Nearly a decade after leaving network news to head WNET New York, Neal Shapiro, the former NBC News president, has leveraged the PBS station’s public airwaves to drive awareness of community issues and support local programming. Long a big booster of public education, Shapiro, WNET’s CEO, in September orchestrated the station’s fifth annual American Graduate Day, a four-hour broadcast (Shapiro calls it a cross between Election Night and a Jerry Lewis Telethon) promoting the importance of staying in school. He also has been instrumental in furthering local content across public broadcasting by helping produce it for stations that don’t have the resources to do so themselves. Shapiro spoke with B&C’s Diana Marszalek about changing from commercial to public TV, working with broadcast brethren including his wife, Nightline anchor Juju Chang, and why he gets to use airtime in ways that others don’t. An edited transcript:
You had a lofty career with the networks, including a stint as president of NBC News. How does working in public broadcasting compare?
We are able to do a lot of things that are harder for my colleagues in commercial TV. First, we have the time. Our shows are 26 minutes not 21 minutes. They look at ratings and we are invested in people’s spirit, we can affect how they are feeling about something. I have never had anyone call me and say, ‘I am very disappointed in the numbers.’
How do you use that to your advantage?
Our production of American Graduate Day speaks to what public TV can do in a way that commercial TV can’t. We take our most precious resource, airtime, once a year and devote it to education but also partnering with others around the community and across the country. It’s the great confluence – the ability to take a public television station, and local groups and together focus excitement around the issue. We produce a big, live event that is a cross between Election Night and a Jerry Lewis Telethon.
We started this as part of the Corporation for Public Broadcasting’s Spotlight Education initiative which includes projects stations can do throughout the year – some may do reading after school; some have meetings at their stations. We wanted to do what we could that could bring bigness and grandness to the effort. Education is very important.
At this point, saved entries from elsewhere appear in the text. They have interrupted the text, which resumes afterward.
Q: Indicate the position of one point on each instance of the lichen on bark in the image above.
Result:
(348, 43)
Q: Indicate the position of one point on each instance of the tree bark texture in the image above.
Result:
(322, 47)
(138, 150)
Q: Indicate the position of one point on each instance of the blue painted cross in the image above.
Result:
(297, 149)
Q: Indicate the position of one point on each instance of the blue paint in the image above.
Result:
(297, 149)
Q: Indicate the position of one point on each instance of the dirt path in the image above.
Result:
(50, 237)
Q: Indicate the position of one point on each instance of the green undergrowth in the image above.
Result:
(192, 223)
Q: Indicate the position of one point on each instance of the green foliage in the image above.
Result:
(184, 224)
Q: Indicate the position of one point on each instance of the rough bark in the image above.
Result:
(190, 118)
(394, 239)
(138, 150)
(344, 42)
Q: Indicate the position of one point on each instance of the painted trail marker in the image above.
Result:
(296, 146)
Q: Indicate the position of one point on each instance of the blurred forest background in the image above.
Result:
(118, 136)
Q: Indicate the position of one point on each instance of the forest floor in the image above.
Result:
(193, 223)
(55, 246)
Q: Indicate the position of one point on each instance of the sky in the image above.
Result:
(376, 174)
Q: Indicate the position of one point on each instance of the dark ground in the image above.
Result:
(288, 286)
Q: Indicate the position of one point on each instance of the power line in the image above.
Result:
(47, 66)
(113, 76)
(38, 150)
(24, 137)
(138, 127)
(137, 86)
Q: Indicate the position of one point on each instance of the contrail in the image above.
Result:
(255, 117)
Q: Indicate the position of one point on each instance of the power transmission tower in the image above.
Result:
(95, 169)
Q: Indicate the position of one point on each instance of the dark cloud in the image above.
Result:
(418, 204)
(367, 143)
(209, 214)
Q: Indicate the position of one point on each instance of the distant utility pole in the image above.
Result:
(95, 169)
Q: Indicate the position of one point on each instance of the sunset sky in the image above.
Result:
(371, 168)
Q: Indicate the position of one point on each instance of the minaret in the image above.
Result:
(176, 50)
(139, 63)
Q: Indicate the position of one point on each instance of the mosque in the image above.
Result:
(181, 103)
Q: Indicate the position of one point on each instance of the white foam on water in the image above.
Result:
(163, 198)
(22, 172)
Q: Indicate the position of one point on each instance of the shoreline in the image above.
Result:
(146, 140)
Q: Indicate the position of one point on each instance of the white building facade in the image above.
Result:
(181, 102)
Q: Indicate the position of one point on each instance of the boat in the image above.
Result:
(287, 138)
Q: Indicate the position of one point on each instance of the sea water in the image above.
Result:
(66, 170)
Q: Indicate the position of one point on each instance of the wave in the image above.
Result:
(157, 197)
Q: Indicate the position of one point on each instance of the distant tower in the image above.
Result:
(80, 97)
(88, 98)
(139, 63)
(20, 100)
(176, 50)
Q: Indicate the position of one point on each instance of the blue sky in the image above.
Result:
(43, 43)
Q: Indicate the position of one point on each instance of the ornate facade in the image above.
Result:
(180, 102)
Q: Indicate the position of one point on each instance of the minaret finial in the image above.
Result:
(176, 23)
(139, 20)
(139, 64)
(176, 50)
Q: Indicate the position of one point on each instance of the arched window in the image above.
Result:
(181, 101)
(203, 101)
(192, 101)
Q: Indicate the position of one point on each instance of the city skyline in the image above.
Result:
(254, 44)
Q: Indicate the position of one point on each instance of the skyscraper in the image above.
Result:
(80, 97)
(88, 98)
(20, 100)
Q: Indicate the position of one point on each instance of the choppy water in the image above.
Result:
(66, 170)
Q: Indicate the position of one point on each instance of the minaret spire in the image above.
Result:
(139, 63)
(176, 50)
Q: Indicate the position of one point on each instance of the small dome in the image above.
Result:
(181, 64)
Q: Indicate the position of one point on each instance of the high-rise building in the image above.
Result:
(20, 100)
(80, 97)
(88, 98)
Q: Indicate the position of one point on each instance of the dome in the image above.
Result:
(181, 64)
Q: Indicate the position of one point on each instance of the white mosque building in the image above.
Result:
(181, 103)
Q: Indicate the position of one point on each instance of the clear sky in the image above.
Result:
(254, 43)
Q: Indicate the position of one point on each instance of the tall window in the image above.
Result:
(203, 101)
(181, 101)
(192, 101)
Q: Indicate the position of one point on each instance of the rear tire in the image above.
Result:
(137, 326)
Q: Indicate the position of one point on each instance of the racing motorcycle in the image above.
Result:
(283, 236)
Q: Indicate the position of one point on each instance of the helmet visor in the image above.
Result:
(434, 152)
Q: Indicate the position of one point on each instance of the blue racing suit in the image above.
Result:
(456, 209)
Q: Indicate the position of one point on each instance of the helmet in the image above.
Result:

STEM is very important but even for local stations to rally around them
Yet few public broadcasters have the resources to pull off that kind of event.
Other stations are not going to be able to stage a four-hour live broadcast. The idea is to engage famous journalists we have had as hosts over the years – Soledad O’Brien, Brian Williams, Bryant Gumbel and JuJu Chang – and many PBS stations can carry it. There are ways for local stations to opt in, and where they can break in with their own local content, and 34 did this year. Eighty-three percent of the country saw it.
Do you work with those stations in other ways, too?
We try to innovate and involve lots of stations in doing so. At one point I said to the stations, ‘Why don’t you do a weekly arts and culture show?’ But that’s expensive. So then I said, ‘Why don’t you send me all your content and I will send you back a show that’s customized.’ Now NYC Arts has 33 different versions and 33 different hosts, and we do it all digitally. We also have SciTech Now which stations can take apart – and 23 stations do.
The payoffs of these efforts must be very different than the kind of you got at the networks.
Commercial TV has plenty of ads to sell, and it’s competitive. They have companies to run and shareholders to answer to. There is a huge difference in public television that is unique to what we do – educating kids, promoting arts and culture, research. It’s thrilling to stay on topics like education and to see every station around doing it too. And then the feedback you get from viewers, to have viewers tell you how touched they are by these programs.